El silencio en la habitación era sofocante, roto solo por el jadeo confuso y rítmico del perro. Estábamos atrapados en un círculo vicioso de miedo, donde cada sombra parecía un tentáculo y cada fibra del pelaje del perro parecía ocultar un secreto más profundo y oscuro.

El miedo tiene la costumbre de llenar los vacíos con las peores respuestas posibles. En esos primeros minutos, esa extraña forma translúcida en nuestro perro no era solo un objeto; era la materialización de todas las pesadillas que habíamos escuchado sobre parásitos e infecciones ocultas y profundas.

Lo rodeamos, le examinamos el pelaje y nos preparamos en silencio para la visita al veterinario, el diagnóstico, la factura y, tal vez, incluso malas noticias. La sensación física de pánico —el sudor frío, el pulso acelerado— es un poderoso engaño que convierte una noche cualquiera en una batalla por la supervivencia.

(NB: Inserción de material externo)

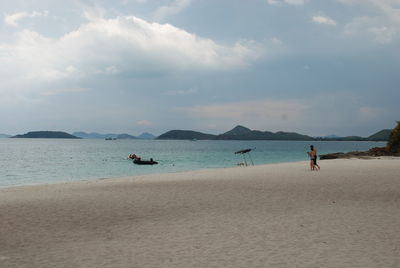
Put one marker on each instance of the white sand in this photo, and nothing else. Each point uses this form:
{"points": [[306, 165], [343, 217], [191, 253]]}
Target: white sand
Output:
{"points": [[283, 215]]}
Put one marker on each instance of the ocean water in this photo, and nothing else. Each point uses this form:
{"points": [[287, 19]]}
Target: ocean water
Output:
{"points": [[39, 161]]}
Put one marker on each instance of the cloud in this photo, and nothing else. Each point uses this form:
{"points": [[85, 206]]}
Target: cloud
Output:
{"points": [[372, 28], [254, 110], [367, 113], [189, 91], [323, 20], [13, 19], [289, 2], [144, 123], [125, 45], [381, 25], [174, 8]]}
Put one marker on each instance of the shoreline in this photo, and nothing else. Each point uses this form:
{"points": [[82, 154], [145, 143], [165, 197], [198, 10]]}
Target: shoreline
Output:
{"points": [[142, 175], [280, 215], [132, 177]]}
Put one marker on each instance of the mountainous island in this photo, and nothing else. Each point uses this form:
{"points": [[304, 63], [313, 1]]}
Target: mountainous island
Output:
{"points": [[46, 135], [95, 135], [4, 136], [244, 133]]}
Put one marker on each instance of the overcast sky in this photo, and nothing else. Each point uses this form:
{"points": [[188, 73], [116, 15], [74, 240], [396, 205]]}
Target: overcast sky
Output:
{"points": [[317, 67]]}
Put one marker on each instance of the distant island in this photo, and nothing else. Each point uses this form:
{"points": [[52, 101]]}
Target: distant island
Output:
{"points": [[244, 133], [46, 135], [4, 136], [237, 133], [95, 135]]}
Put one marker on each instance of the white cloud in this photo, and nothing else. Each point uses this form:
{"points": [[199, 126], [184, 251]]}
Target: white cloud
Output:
{"points": [[289, 2], [189, 91], [144, 123], [367, 113], [254, 110], [126, 45], [13, 19], [276, 41], [174, 8], [382, 24], [323, 20]]}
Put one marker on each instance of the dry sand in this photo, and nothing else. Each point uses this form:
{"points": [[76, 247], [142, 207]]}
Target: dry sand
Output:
{"points": [[281, 215]]}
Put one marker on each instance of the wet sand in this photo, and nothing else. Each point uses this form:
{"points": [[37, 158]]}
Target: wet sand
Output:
{"points": [[281, 215]]}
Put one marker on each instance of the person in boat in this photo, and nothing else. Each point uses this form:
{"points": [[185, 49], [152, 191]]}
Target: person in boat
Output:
{"points": [[313, 158]]}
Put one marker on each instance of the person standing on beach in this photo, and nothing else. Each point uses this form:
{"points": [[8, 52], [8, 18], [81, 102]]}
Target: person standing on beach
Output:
{"points": [[313, 158]]}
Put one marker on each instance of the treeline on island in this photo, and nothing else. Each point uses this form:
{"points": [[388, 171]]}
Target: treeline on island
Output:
{"points": [[243, 133], [237, 133]]}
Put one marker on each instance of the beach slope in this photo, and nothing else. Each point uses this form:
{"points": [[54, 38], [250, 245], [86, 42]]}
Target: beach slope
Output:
{"points": [[280, 215]]}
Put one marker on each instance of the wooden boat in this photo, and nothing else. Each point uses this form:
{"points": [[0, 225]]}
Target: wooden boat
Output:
{"points": [[145, 162]]}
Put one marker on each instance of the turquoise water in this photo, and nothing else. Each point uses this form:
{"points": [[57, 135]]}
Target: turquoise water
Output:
{"points": [[38, 161]]}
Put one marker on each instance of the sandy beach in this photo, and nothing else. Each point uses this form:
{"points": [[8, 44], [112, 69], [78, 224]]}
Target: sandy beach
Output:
{"points": [[280, 215]]}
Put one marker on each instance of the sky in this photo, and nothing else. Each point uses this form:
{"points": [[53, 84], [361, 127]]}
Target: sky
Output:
{"points": [[317, 67]]}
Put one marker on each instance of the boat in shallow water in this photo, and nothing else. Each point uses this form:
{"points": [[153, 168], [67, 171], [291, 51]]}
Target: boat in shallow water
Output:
{"points": [[145, 162]]}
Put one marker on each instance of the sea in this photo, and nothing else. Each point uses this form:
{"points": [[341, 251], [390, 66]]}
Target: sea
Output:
{"points": [[44, 161]]}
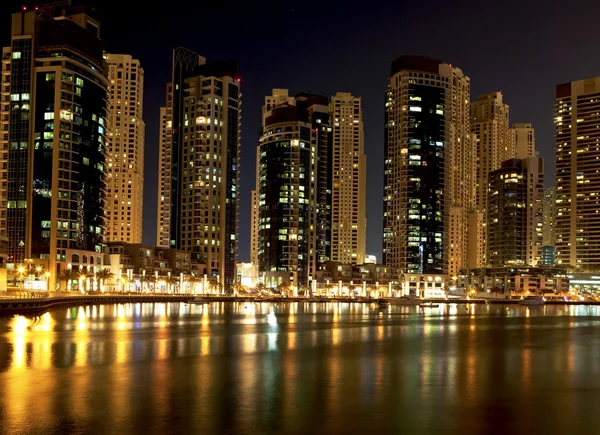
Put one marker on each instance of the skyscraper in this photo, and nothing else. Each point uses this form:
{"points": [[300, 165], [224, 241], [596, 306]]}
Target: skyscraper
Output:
{"points": [[54, 121], [292, 133], [348, 184], [125, 144], [549, 204], [577, 177], [199, 161], [514, 213], [523, 137], [428, 169], [493, 145]]}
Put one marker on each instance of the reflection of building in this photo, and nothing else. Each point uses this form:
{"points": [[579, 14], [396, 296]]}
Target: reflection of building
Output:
{"points": [[493, 145], [199, 161], [514, 213], [428, 170], [54, 118], [3, 255], [125, 149], [577, 123], [515, 279]]}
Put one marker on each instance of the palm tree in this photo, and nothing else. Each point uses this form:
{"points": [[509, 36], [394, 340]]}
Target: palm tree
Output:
{"points": [[66, 276], [103, 275]]}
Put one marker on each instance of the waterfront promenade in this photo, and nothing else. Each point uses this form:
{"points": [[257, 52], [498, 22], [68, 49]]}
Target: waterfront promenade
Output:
{"points": [[32, 302]]}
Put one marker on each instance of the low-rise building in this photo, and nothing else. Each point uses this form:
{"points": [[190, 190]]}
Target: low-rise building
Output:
{"points": [[514, 279]]}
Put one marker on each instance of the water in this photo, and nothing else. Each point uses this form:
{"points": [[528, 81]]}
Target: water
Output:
{"points": [[301, 368]]}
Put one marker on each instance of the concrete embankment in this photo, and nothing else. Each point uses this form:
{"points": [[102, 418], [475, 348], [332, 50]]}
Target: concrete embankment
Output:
{"points": [[39, 305]]}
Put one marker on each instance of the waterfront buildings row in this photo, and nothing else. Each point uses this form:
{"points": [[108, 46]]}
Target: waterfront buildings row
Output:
{"points": [[462, 189]]}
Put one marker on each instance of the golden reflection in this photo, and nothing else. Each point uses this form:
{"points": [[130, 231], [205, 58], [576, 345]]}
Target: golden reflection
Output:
{"points": [[204, 346], [121, 318], [335, 336], [292, 340], [19, 327]]}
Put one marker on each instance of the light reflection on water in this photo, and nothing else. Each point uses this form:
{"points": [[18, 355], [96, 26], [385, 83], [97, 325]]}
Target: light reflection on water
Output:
{"points": [[298, 368]]}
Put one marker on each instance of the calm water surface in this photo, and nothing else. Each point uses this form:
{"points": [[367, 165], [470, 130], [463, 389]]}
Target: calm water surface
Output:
{"points": [[301, 368]]}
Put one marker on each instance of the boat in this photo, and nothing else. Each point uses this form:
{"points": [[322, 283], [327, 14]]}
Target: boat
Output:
{"points": [[532, 300], [406, 300]]}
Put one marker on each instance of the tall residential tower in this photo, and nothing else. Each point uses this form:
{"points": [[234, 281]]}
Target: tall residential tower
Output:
{"points": [[493, 145], [199, 163], [125, 144], [54, 111], [514, 213], [427, 170], [523, 137], [348, 184], [294, 133], [577, 177]]}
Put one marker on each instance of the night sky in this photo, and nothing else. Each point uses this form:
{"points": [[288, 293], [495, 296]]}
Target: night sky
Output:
{"points": [[522, 48]]}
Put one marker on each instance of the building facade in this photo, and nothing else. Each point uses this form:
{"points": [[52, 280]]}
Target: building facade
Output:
{"points": [[348, 184], [577, 180], [428, 168], [523, 137], [549, 205], [125, 148], [289, 230], [54, 114], [493, 145], [514, 213], [199, 163]]}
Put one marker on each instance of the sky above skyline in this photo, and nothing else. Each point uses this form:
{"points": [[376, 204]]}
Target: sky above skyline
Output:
{"points": [[523, 49]]}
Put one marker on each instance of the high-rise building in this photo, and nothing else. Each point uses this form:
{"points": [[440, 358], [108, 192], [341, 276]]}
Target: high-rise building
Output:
{"points": [[428, 171], [199, 162], [577, 229], [292, 135], [493, 145], [549, 205], [514, 213], [523, 137], [125, 146], [348, 184], [54, 122]]}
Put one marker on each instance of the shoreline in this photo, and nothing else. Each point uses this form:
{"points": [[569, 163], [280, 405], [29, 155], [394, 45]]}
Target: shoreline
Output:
{"points": [[9, 307]]}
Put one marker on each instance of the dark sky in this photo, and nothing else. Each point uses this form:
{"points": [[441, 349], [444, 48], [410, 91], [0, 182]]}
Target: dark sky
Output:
{"points": [[522, 48]]}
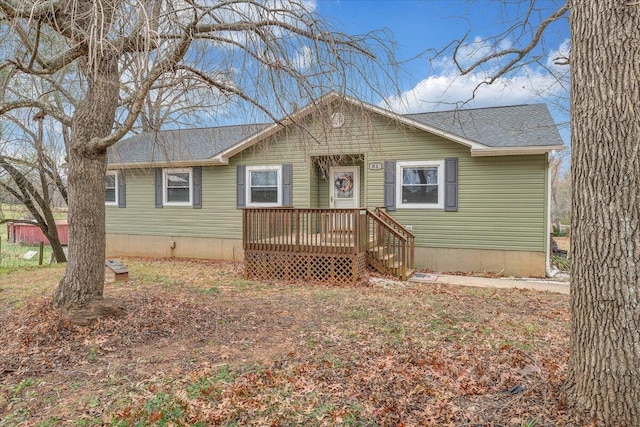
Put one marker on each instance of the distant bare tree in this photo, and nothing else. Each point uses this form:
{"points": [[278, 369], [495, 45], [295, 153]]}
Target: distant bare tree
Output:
{"points": [[32, 177], [267, 54]]}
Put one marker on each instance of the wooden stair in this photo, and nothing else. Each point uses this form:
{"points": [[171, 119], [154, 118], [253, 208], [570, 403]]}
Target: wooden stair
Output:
{"points": [[391, 245]]}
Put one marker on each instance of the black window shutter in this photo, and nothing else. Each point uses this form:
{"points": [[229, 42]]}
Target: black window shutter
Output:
{"points": [[197, 187], [159, 185], [390, 185], [122, 190], [451, 184], [241, 194], [287, 185]]}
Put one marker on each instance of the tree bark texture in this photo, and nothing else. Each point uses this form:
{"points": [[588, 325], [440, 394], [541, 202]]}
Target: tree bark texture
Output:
{"points": [[604, 362], [83, 281]]}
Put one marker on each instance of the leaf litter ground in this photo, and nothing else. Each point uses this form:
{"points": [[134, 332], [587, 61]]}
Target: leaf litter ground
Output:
{"points": [[202, 346]]}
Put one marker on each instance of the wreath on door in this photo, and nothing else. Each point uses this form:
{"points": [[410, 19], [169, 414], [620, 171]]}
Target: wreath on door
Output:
{"points": [[344, 183]]}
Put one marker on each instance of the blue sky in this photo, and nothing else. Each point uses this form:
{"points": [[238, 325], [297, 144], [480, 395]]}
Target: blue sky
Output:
{"points": [[420, 27]]}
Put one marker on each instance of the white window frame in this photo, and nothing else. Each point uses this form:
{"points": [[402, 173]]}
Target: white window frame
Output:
{"points": [[250, 169], [165, 185], [115, 175], [415, 164]]}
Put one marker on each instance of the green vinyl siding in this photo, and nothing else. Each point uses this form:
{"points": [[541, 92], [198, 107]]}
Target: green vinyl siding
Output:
{"points": [[501, 200]]}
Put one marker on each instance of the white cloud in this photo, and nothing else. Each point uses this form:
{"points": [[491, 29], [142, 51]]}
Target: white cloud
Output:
{"points": [[304, 59], [446, 88]]}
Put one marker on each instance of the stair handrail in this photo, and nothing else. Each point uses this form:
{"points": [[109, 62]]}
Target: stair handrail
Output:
{"points": [[402, 241]]}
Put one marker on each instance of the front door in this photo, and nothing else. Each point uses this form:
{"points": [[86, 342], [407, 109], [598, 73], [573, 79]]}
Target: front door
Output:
{"points": [[344, 187]]}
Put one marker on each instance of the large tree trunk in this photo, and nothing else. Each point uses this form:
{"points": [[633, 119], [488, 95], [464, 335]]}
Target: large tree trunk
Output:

Finalmente, armado con unas pinzas y un paño húmedo, decidí poner fin a la incertidumbre. Extendí la mano, con los dedos temblorosos, y con cuidado separé el objeto del pelaje. Se resistió un instante, pero cedió. Lo levanté a contraluz, dispuesto a sumergirlo en un frasco con alcohol, cuando la verdad me golpeó con la fuerza de un puñetazo.
No era un parásito. No era un extraterrestre. Eran un par de pestañas postizas deformadas, empapadas y desechadas que probablemente habían sido arrastradas por el viento hasta el camino durante el paseo y se habían enganchado en el pelaje del  perro.